The passenger held out a few bank notes to signal their business was concluded. Domingo was not to be so easily dismissed, however.

‘The hell you want to come to Opa Locka for, anyway? Some dumbass website say there’s authentic down-home cooking? They lied, brother. The only specialty they got around here is rat boiled in meth. You want food, I can take you places, good places, back where the locals don’t eat each other.’

The old man opened his door. Domingo tried one last time. ‘Look. At least take my card, OK? How the hell else you going to get back? Don’t you be flagging down no cab here, even if you see one, which you won’t. For real. They’ll take you round the corner and rob your ass. If you’re lucky.’
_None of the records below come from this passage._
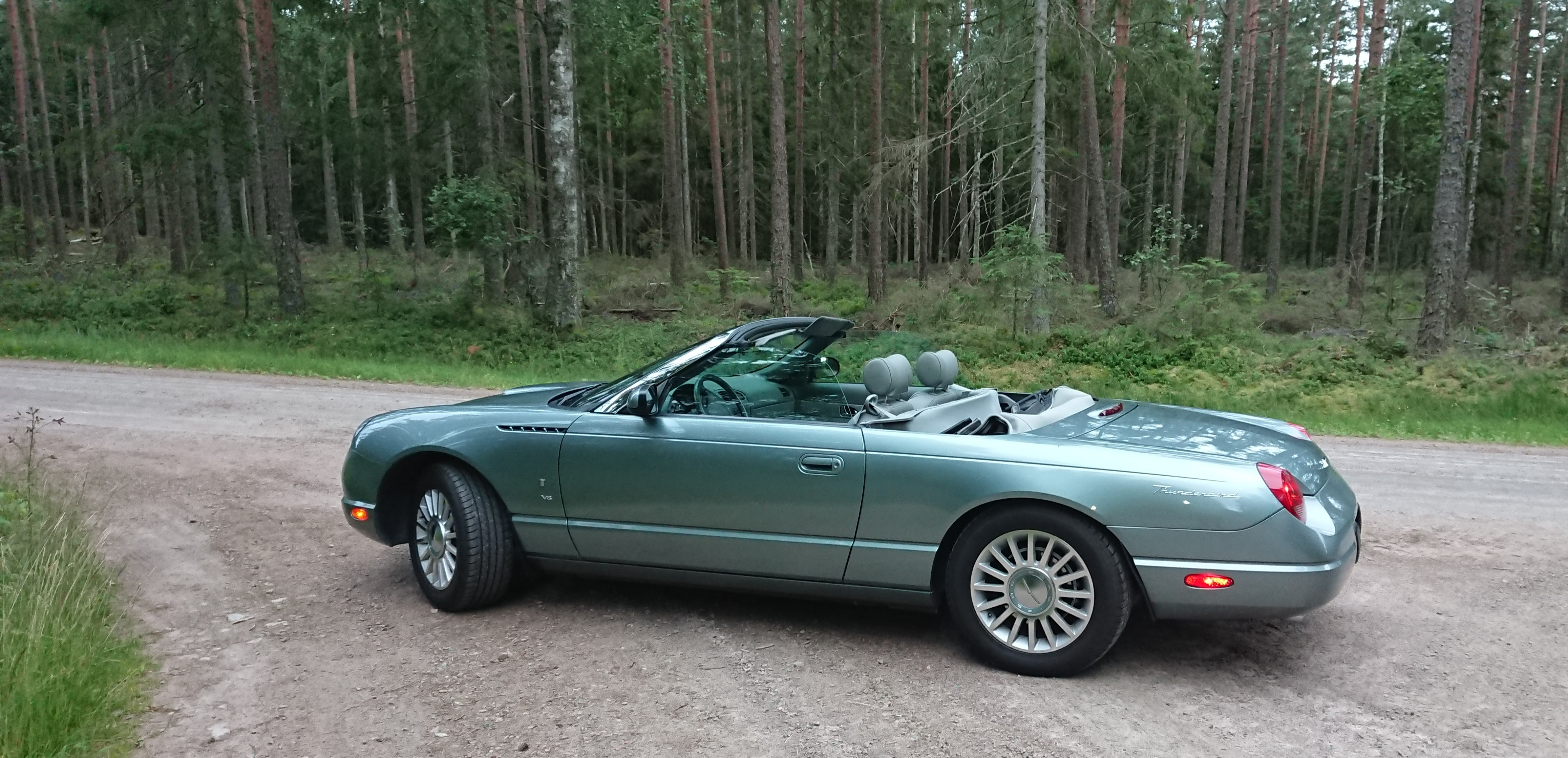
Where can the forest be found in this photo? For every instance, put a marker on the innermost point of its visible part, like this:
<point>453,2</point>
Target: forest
<point>482,181</point>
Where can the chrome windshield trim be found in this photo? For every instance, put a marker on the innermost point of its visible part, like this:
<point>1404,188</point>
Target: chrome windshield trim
<point>675,364</point>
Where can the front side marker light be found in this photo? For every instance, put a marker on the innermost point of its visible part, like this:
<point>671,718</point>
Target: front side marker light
<point>1208,582</point>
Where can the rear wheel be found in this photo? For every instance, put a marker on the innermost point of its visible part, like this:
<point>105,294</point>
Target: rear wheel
<point>1037,591</point>
<point>463,549</point>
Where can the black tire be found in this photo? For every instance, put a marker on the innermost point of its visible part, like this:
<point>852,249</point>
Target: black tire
<point>487,547</point>
<point>1109,607</point>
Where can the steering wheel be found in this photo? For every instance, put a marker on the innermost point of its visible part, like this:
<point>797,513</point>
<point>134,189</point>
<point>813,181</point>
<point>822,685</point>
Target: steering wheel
<point>725,395</point>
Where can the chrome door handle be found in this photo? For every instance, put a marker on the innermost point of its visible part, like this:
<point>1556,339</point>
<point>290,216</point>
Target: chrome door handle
<point>821,464</point>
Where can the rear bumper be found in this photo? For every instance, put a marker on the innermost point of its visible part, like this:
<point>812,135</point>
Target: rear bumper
<point>1261,591</point>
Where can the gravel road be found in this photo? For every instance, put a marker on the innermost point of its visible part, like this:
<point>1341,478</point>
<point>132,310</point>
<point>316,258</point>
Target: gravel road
<point>222,494</point>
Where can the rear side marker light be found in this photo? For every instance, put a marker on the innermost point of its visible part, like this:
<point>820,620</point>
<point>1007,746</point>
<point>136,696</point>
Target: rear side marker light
<point>1286,489</point>
<point>1208,582</point>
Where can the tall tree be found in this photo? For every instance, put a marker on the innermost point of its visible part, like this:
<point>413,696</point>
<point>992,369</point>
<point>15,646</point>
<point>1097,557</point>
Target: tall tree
<point>1104,262</point>
<point>877,259</point>
<point>1037,124</point>
<point>565,187</point>
<point>1222,137</point>
<point>673,195</point>
<point>23,112</point>
<point>778,149</point>
<point>1119,118</point>
<point>1357,256</point>
<point>717,157</point>
<point>280,189</point>
<point>1448,199</point>
<point>1277,149</point>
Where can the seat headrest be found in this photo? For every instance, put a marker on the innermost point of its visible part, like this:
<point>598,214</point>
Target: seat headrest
<point>887,378</point>
<point>937,370</point>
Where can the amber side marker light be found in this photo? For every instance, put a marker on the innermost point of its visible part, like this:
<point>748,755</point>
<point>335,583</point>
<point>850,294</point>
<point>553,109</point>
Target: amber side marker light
<point>1208,582</point>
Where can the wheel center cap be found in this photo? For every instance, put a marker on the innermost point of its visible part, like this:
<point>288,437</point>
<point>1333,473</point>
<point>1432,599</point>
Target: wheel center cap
<point>1031,591</point>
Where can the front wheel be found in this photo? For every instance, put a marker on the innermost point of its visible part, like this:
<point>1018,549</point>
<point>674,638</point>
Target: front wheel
<point>462,544</point>
<point>1037,591</point>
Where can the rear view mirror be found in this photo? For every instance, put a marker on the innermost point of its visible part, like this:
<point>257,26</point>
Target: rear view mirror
<point>640,403</point>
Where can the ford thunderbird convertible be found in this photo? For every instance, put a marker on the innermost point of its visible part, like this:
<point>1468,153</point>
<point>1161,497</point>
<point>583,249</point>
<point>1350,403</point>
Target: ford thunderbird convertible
<point>800,456</point>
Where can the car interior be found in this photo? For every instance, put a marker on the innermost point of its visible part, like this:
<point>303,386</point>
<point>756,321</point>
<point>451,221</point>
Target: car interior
<point>786,375</point>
The man got out and walked off down a street that looked as though it had recently withstood a minor hurricane and hadn’t been remotely picturesque before that. Domingo thought about going after him, but this was, bottom line, not a neighbourhood where he wanted to linger any longer than necessary.

So he drove away.

The old man spent an hour strolling the streets as the light faded. He saw low storage buildings of indeterminate purpose, fortified with barbed wire. He passed squat one-storey dwellings interspersed with clumps of stunted palm trees, houses set apart from each other not for the luxury of space but as though the inhabitants didn’t trust their neighbours enough to live in closer proximity. There were no sidewalks, so he walked down the middle of the streets, which were pitted and patched and ragged at the edges and sprouting grass in many places: the kind of broken roads you’d expect to see down the dusty end of country towns that had been dying for decades. It was stiflingly humid.